We weren’t naïve about what he was up to. We spent four years freaking out about all the stuff he said he was going to do. And it was not unreasonable at that point to wait and see what he was going to do versus what he was just yammering about. Now we have to sort out which executive orders will cause immediate harm to people and which ones can be fought in court, and then respond accordingly.
Various people in the Democratic caucuses within the House and the Senate have said some version of “We can’t respond with full panic to every single thing Trump does. You have to pick and choose.” I know everyone’s got different political incentives, but how are you figuring out what to make a big deal about versus what you may oppose but not freak out over?
I focus on preventing immediate harm. When the Medicaid portal was shut down, when the Head Start money was shut down, when construction money for highways was shut down, that was relatively straightforward because it was both immediately harmful and illegal. [The White House claimed the Medicaid portal was unavailable owing to a technical outage.] And then I’m also focussed on maintaining our American system of checks and balances. That’s different from me making that my primary talking point. But I did swear an oath to the Constitution, and I’m not going to let some pundit dictate whether or not I exercise my obligations as a member of the Article I branch. I’m not suggesting we put it into a television ad—
Wait, what are you talking about with “some pundit”? Who are you referring to?
Oh, David Axelrod, James Carville. I mean, those guys have not been in the trenches legislatively or electorally in a full generation. And there’s a cottage industry out there of Democratic strategists. But in order to be a Democratic strategist, you actually have to do politics currently and not just podcast about it.
You are referring to them criticizing what you’ve done around U.S.A.I.D. by saying foreign aid is not good territory for Democrats to fight for?
Yeah. And you think I don’t know that foreign aid is not as popular as Medicaid? Of course I know that. But there are going to be mass deaths from malaria and H.I.V./AIDS and other preventable diseases and conditions because of what the United States is doing. So do I have to be thoughtful and sometimes clever about how we go about communicating that? Yes. Am I going to wait for a more popular program? No, because what they are doing here is ignoring a federal law.

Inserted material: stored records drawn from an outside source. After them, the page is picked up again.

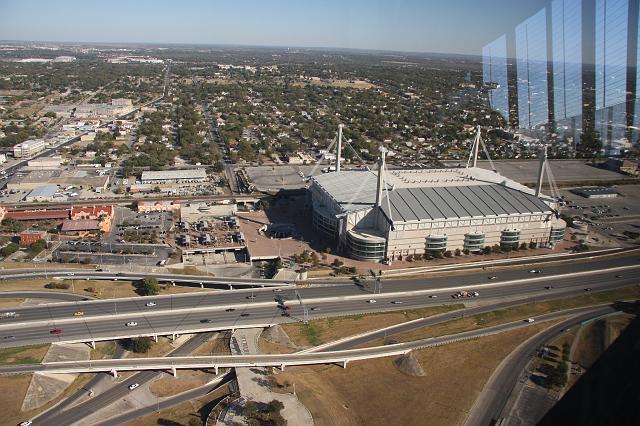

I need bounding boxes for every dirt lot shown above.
[149,370,214,398]
[276,323,549,426]
[0,299,25,308]
[0,279,217,298]
[127,336,175,358]
[282,304,464,346]
[0,345,49,364]
[193,336,231,355]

Which federal law are you talking about?
The Foreign Assistance Act, and then, of course, every appropriations bill that funds the State Department and foreign-ops budget. They’re ignoring multiple federal laws. And I’m just—excuse me for being quaint about this—but I’m not going to just gloss over that and wait until they touch the Affordable Care Act. That’s the kind of pundit-brain, poll-tested bullshit that got us into this mess. We are constantly being told that something isn’t polling well enough yet. And one of the things that Republicans do well is not allow their pollsters to tell them everything. They invent whole stories and then the polling follows. And that’s why we’re focussing so much on Russell Vought [Trump’s nominee to run the Office of Management and Budget]. He’s clearly not a household name, but we should make him a household name because he is the person who believes that the O.M.B. director, of all positions, should be essentially the king’s hand, that he should be exercising Presidential authority regardless of laws and rules and the Constitution. We’re going to spend thirty hours on the floor talking about how dangerous of a vision that is for the United States. [On Wednesday night, Democratic senators held the floor for an all-night session that ended Thursday morning.]